この憲章が作成されることによって、プロジェクトマネジャーは企業の資源を使用する権限を与えられ、プロジェクトを遂行できるようになります。

プロジェクト憲章に書かれるべき内容として、以下のようなものがあります。

  • 顧客のニーズ
  • プロジェクトに対する要求事項
  • 前提条件、制約条件

このうちの「前提条件」「制約条件」を記録するものが前提条件ログです。

前提条件と制約条件の違い

前提条件と制約条件は以下のような違いがあります。

制約条件

プロジェクトに取り掛かるチームの力では変更できない条件のことです。
顧客や組織、法律などによって課せられます。
たとえばプロジェクトの予算、納期、法律的な制限などが挙げられます。

前提条件

プロジェクトを遂行するにあたって、「成立すると仮定できる要素」を指します。
たとえば必要な要員が十分に配置される、マネジャーに十分な裁量権が与えられるなどです。プロジェクトを遂行する人が期待する要素と捉えてもいいでしょう。
前提条件が崩壊すると、それはリスクに転じます。
すなわち、事前に前提条件をしっかり洗い出すことで、発生する可能性のあるリスクを特定しやすくなります。

前提条件ログの役割

前提条件ログは「スコープの定義」やリスクの特定のインプットとなります。

「インプット」とは、プロセスの進行に必要な材料のことです。「プロセス」は一連のタスクの集合を指します。
「プロジェクトは複数のプロセスを実行していくことで完成する」というのが、プロジェクトマネジメントの基本的な考え方となります。

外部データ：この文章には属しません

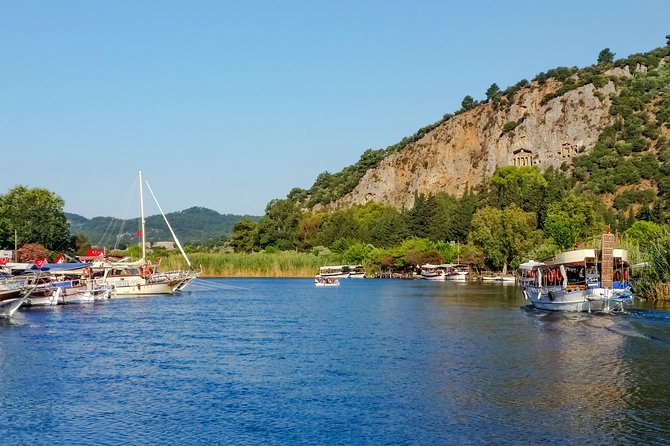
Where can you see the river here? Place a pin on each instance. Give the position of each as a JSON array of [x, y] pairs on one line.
[[279, 361]]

「スコープ」とは、プロジェクトで実行する作業や成果物の範囲を示すものです。
スコープの定義によって、プロジェクトで実行すること・しないことを明文化できます。

スコープには「プロジェクトスコープ」と「プロダクトスコープ」の2種類があります。
「プロジェクトスコープ」は、成果物を生産するために「実行する作業」を定義します。
「プロダクトスコープ」はプロジェクトやサービス、成果物などに特有の特性・機能などを定義するものです。
これらの定義においても、前提条件ログは重要な存在です。